JAKARTA-Pembayaran subsidi bunga obligasi rekapitalisasi perbankan ibarat pemberian sedekah orang miskin kepada konglomerat.
Betapa tidak, Anggaran Pendapatan dan Belanja Negara (APBN) yang seharusnya dialokasikan untuk meningkatkan kesejahteraan rakyat justru dipakai mensubsidi bank milik pengusaha hitam.
Akibatnya, rakyat pembayar pajak semakin tertindas, sementara para bankir terus berpesta pora.

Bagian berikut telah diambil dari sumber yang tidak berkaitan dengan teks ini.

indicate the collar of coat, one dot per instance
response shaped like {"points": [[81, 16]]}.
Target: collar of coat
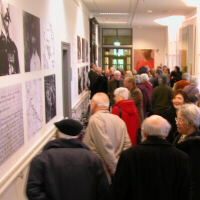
{"points": [[154, 140], [65, 143]]}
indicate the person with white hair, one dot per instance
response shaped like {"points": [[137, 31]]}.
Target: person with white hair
{"points": [[193, 87], [106, 134], [146, 83], [113, 84], [182, 83], [153, 169], [127, 111], [188, 141]]}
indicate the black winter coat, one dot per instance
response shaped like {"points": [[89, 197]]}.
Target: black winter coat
{"points": [[67, 169]]}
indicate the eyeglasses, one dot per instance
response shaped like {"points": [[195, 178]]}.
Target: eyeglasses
{"points": [[180, 121]]}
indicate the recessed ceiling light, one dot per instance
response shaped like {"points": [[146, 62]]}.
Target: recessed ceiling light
{"points": [[114, 13], [115, 22]]}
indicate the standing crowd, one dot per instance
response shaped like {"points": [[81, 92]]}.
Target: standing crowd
{"points": [[142, 141]]}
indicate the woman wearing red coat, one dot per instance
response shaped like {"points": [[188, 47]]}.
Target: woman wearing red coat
{"points": [[128, 113]]}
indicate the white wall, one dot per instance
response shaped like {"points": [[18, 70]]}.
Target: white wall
{"points": [[151, 38], [69, 18]]}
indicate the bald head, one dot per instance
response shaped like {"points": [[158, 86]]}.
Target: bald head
{"points": [[155, 125]]}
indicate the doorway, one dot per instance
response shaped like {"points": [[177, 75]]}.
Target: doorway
{"points": [[66, 80]]}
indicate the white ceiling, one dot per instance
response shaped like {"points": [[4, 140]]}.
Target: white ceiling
{"points": [[137, 11]]}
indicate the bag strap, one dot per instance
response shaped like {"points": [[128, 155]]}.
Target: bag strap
{"points": [[120, 112]]}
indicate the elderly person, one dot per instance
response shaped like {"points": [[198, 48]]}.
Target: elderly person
{"points": [[182, 83], [127, 111], [179, 97], [106, 134], [146, 97], [188, 140], [113, 84], [161, 96], [153, 169], [146, 83], [193, 87]]}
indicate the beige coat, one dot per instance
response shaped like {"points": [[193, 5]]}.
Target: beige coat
{"points": [[107, 137]]}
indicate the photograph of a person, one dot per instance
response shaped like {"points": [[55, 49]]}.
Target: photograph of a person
{"points": [[50, 96], [143, 57], [86, 50], [49, 46], [78, 49], [9, 59], [83, 50], [32, 52]]}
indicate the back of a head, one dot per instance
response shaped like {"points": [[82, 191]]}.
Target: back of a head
{"points": [[131, 79], [192, 113], [194, 80], [156, 125], [101, 99], [138, 79], [162, 79], [144, 77], [134, 72], [186, 76], [122, 92]]}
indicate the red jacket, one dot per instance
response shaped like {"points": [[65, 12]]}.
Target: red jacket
{"points": [[129, 115]]}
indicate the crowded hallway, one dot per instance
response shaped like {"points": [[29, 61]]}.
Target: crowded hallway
{"points": [[99, 100]]}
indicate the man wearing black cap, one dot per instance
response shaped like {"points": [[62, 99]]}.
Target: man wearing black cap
{"points": [[67, 169]]}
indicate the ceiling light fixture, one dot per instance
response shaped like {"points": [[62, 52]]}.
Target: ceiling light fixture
{"points": [[172, 20], [114, 13], [192, 3]]}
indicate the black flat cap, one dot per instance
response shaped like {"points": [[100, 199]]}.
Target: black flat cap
{"points": [[69, 127]]}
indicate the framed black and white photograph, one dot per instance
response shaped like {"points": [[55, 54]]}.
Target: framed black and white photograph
{"points": [[48, 46], [80, 80], [78, 49], [50, 96], [86, 50], [9, 39], [32, 52], [83, 50]]}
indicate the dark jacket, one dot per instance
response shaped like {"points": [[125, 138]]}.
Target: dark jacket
{"points": [[191, 146], [67, 169], [161, 98], [129, 114], [93, 81], [146, 99], [154, 170], [169, 114]]}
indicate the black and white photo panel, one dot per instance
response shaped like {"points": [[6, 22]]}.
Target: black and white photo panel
{"points": [[32, 51], [83, 50], [78, 49], [9, 39], [50, 96], [48, 46]]}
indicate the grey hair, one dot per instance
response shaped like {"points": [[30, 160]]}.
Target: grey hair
{"points": [[194, 79], [144, 77], [138, 78], [101, 99], [186, 76], [117, 72], [134, 72], [122, 92], [191, 113], [153, 130]]}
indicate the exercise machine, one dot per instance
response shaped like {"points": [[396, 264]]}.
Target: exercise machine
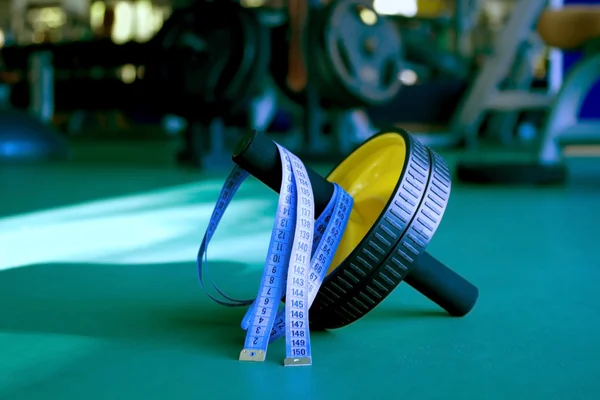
{"points": [[567, 28]]}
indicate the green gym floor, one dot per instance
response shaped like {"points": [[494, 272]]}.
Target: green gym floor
{"points": [[99, 297]]}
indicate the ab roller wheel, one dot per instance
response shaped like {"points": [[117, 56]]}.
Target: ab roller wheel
{"points": [[400, 190]]}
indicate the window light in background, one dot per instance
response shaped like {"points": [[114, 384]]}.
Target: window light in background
{"points": [[407, 8]]}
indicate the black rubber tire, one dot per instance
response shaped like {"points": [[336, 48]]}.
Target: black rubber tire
{"points": [[511, 173], [387, 253]]}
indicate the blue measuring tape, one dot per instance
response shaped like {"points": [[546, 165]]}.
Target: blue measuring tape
{"points": [[299, 255]]}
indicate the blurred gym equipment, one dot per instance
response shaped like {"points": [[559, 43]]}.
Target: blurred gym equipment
{"points": [[23, 138], [352, 65], [209, 64], [28, 136], [336, 63], [572, 27]]}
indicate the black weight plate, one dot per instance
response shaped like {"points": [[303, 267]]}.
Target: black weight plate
{"points": [[204, 52], [385, 256], [364, 51], [533, 173]]}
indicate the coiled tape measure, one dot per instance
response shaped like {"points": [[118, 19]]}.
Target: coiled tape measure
{"points": [[303, 253]]}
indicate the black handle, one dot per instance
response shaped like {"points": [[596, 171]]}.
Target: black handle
{"points": [[443, 286], [259, 155]]}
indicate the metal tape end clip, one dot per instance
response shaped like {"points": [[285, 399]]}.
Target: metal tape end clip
{"points": [[252, 355], [297, 362]]}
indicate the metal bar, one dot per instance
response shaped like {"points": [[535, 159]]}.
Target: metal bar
{"points": [[41, 85]]}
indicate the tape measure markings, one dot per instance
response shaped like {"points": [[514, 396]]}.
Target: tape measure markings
{"points": [[305, 257], [352, 304], [259, 319]]}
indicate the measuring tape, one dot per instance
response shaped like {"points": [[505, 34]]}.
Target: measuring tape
{"points": [[299, 255]]}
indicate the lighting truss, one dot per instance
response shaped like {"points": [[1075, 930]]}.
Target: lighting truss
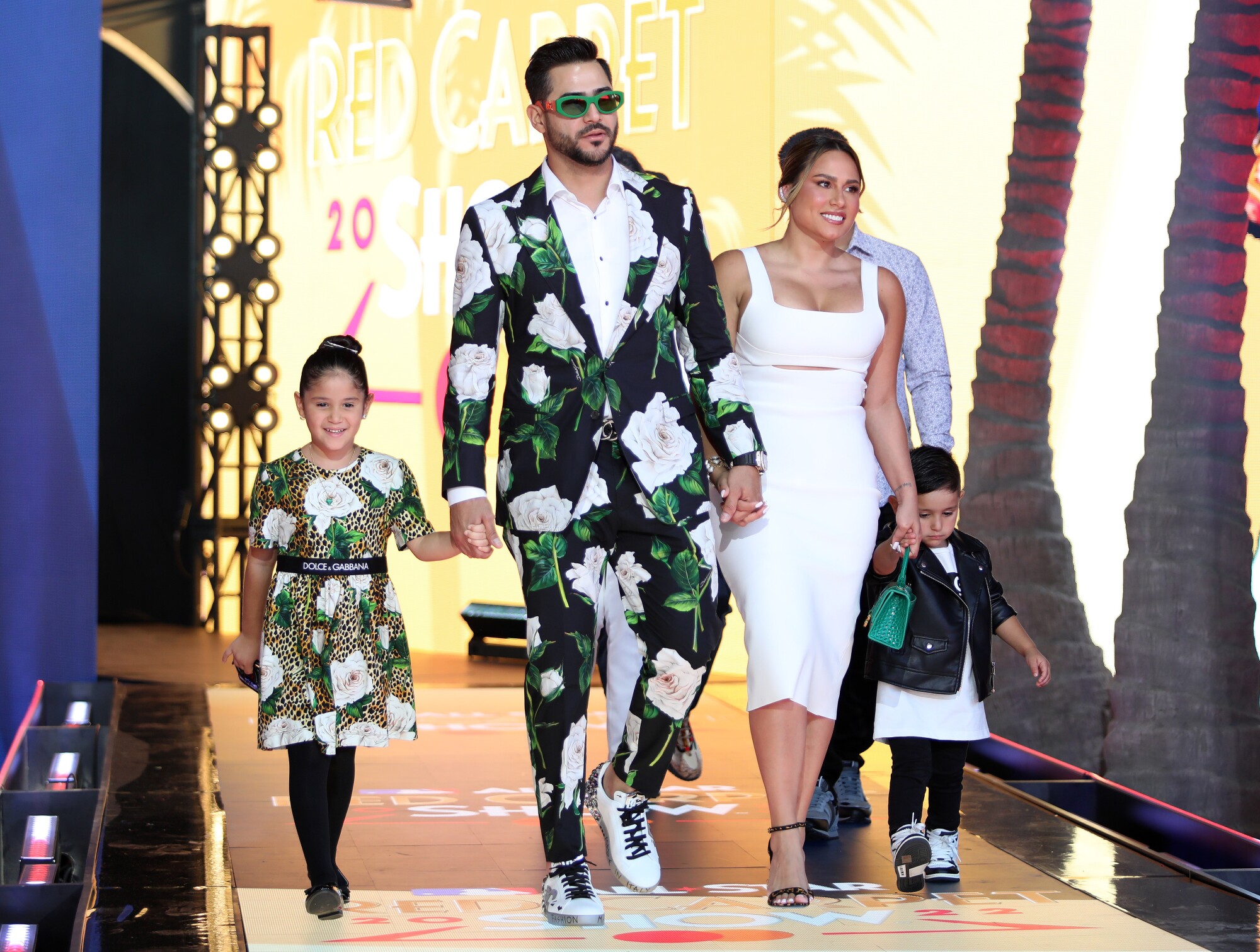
{"points": [[236, 155]]}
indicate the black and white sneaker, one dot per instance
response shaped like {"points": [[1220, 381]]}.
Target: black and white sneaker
{"points": [[623, 820], [822, 822], [912, 853], [569, 897], [851, 803], [686, 762], [944, 864]]}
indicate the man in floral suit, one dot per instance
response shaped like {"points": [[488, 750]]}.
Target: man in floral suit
{"points": [[602, 285]]}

Strategi pembiayaan ekonomi pemerintah selama ini ternyata melahirkan ketidakadilan. Dana APBN yang seharusnya dikembalikan kepada rakyat, justru dipakai mensubsidi bank-bank yang sudah meraup untung triliunan rupiah.
Rakyat kecil dianaktirikan, sementara, para bankir yang menyulut krisis ekonomi 1998 lalu justru dimanjakan dengan fasilitas yang diperoleh dari APBN.
Bayangkan saja, sampai saat ini, pemerintah harus membayar Rp 60 triliun per tahun untuk subsidi bunga obligasi rekapitalisasi yang diterbitkan guna mem-bailout bank.
Beban utang konglomerat nakal ini kemudian direkayasa agar masuk beban APBN dalam skema pembayaran bunga oblikasi rekap hingga surat utang itu jatuh tempo 2033, kemudian diperpanjang lagi hingga tahun 2043.
Rakyat dipaksa harus membayar pokok obligasi saat jatuh tempo.
Sejumlah fakta mengkonfirmasikan bahwa pembayaran subsidi obligasi rekap ini dikategorikan korupsi.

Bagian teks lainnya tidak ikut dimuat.